Focusing students onto their own futures, in as realistic a fashion as is possible, makes a very big difference! See for details on this project costing less than $2 per 8th grade student to run.

Tony McMurray's picture

I would like to get your thoughs on the idea of motivating students to learn. Do you think that an student inspired to learn is the key?

N Chana's picture
N Chana
Parent of 1 child in Maidston, ON


Smaller class sizes - through out the education process.
More schools.


Parents themselves need to be more involved.
Teachers themselves should become more proactive with the students parents. Create a dialogue.

Ann Duckworth's picture
Ann Duckworth
I am a teacher who loves to help students continually improve their lives

I feel we are missing out on something big due to our false genetic models. I feel there are complex things working together to create many problems for students who are less supported and experience more hardships from an early age onward.
1. We need to redefine our average stress as layers of mental work children and adults carry with us that takes away real mental energy from learning and forcing us to work harder to receive mental reward for mental work expended. This shows just how our individual environments create many hardships to learning and motivation in school.

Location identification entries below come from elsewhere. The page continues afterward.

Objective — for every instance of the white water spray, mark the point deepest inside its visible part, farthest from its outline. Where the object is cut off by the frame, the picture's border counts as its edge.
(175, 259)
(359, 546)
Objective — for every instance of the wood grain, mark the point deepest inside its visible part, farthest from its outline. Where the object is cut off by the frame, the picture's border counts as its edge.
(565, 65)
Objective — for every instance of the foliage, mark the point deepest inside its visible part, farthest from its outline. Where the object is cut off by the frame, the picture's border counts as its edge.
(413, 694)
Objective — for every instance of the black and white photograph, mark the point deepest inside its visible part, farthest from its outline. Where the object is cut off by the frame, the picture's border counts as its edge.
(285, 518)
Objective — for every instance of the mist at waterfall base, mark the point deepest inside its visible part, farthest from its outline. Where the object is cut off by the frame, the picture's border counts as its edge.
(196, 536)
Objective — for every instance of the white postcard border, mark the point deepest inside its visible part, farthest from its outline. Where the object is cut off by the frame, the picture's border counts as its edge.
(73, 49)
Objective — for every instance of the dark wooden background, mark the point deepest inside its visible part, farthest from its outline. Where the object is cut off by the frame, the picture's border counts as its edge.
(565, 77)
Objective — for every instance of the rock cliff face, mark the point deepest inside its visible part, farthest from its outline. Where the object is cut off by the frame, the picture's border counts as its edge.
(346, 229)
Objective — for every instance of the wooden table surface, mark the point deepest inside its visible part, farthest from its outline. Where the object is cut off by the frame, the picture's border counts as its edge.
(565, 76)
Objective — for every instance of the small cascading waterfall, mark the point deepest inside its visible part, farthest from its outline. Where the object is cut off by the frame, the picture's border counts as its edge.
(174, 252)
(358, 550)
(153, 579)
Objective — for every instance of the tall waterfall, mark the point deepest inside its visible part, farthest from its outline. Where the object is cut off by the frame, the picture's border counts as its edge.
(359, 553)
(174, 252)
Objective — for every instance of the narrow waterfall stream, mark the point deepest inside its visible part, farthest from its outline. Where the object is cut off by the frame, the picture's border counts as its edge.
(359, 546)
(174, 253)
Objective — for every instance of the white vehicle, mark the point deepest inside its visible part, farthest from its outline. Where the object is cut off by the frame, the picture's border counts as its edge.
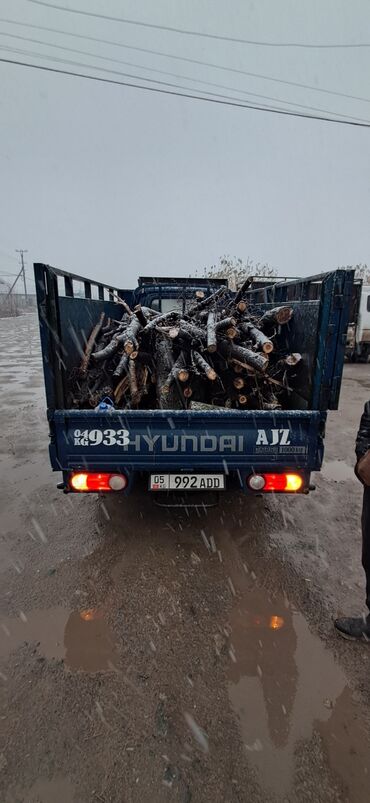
(358, 334)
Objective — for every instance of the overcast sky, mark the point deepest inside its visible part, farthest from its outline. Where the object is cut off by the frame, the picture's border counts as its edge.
(112, 182)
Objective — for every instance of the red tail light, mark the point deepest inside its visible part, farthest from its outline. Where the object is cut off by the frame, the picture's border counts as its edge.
(84, 481)
(283, 483)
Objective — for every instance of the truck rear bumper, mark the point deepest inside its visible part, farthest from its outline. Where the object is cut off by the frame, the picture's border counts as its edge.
(170, 441)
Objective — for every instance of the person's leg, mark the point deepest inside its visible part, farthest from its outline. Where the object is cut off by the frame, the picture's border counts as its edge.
(365, 521)
(359, 627)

This is contrary to the, I believe misrepresentation of average stress as something that only occurs during some more immediate situation and complicated more by confusing it with some even physical work.
We need to help students "and teachers" see how our individual environments "and not genetics" greatly affect thinking, learning, motivation, and mental health. We need to begin first, removing the myth of genetics. By redefining average stress as layers of mental work, we can then help students learn how to approach their lives more delicately to more permanently reduce those layers of mental work to continually change and improve their lives. Also a problem with higher average stress is the improper pace or wrong dynamics in approaching mental work usually created from higher average stress. This is a second variable/tool that is not taught and is very wrongly taught by teachers who are continually admonishing students to try very hard.
It is such cognitive tools such as these along with the hope of making changes over time that will enable more hope and esteem for students even in the most deprived environments.
1. We desperately need to show all students how their individual environments greatly affect learning and motivation and not genetics for the hopes and esteem for those students and also to provide more respect from all students and adults, despite their environments.
2. We need to help students understand how it may require time to redevelop some skills not created in earlier years due to environmental differences in their lives. We need to provide those students with those longer-term hopes for change in the future.
3. We need to also help as shown in my article on the Male Crisis, how the more aggressive treatment given boys from one year of age onward is hurting their thinking, learning, motivation, and mental health. We need to stop this before we create what appears to be a growing insurmountable problem in the future for society.

Ashley Wright's picture

Thanks! You have made some really good points but I feel that these are not the enough to prevent high school dropouts. What we need is a education system that gives students some freedom, freedom of learning. I would like to raise a point. With so many education stakeholders debating the needs of today's schools, student voices aren't always heard when it comes to what they want from their education. I think what they all need is choice, innovation and technology. Choice to select their courses, some innovative learning methods, interactive technology for writing and learning.